Pazarda çok tatlı bir müslüman kız çocuğu vardı. Kurabiye tarzı şeyler satıyordu. Dedik hem ondan bir şeyler alalım ona harçlık olsun hem de pazardan eli boş dönmeyelim. Hem müslümanların damak tadı da bizlerinkine benzer diye düşündük. Böyle şekerli mi desem, yağlı mı desem ağır bir tadı vardı kurabiyenin. Ama yenmez değildi.

O günün akşamında yılda bir kez kutlanan ve bizim Tayland'da olmamıza tesadüf eden Lui Krathon festivali vardı. Festival bundan sonraki yazımın konusu olacak. Fil üstünde gezi ile birlikte. Bu festival için her yer çiçeklerle süsleniyordu. Pazarda da buna yönelik hazırlıklar için satıcılar vardı. Ne güzel çiçeklerdi o maviler. Zaten aşığım maviye.

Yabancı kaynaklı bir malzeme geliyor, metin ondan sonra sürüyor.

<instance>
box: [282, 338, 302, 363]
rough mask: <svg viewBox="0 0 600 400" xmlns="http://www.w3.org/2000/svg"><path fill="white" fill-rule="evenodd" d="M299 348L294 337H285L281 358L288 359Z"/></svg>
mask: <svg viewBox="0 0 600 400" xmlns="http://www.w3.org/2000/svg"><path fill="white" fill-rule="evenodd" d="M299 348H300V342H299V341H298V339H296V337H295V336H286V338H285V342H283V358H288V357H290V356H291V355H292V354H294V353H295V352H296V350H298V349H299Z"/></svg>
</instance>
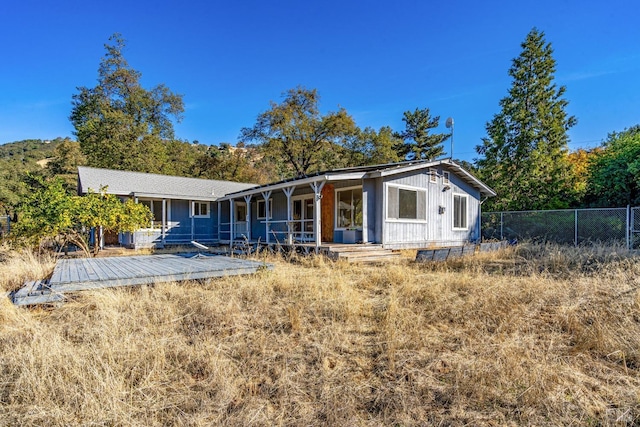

Bu arada tüm gün yanımızda taksici bir abi vardı. 20 TL karşılığında yaklaşık 5 saatini bize ayırdı. Biz şelaleye gittiğimizde 1,5-2 saat sonra döneriz dedik, adam da bizi bekledi. İnsan hayret ediyor. Türkiye'de olsa adam taksimetrede beklemeyi açar, dünyanın parasını geçirir, bir de nerde kaldınız diye fırçalar, belki üstüne döver seni. Ama Tayland bu açıdan ülkemiz taksicilerinden kat kat daha insanları barındırıyor bünyesinde. Hadi Tayland demeyeyim de Phuket diyeyim. Turizm açısından çok gelişmiş olmasına rağmen insanları henüz bozulmamış. Aynı manzara ile Bangkok'ta karşılaşacağınızın garantisi yok. Çok kral adamdı bizim taksici abi. Biz de onu kırmadık benzin kuponu alabilmesi için 3 tane mi 4 tane mi ne mağazaya alışveriş yapacakmış gibi girdik. 4 mağaza sonunda bir tane sabun aldık çıktık. Ama adam benzin kuponlarını kaptı. Allah kendisinden razı olsun. Yazımı kral taksici abimle bitiriyorum.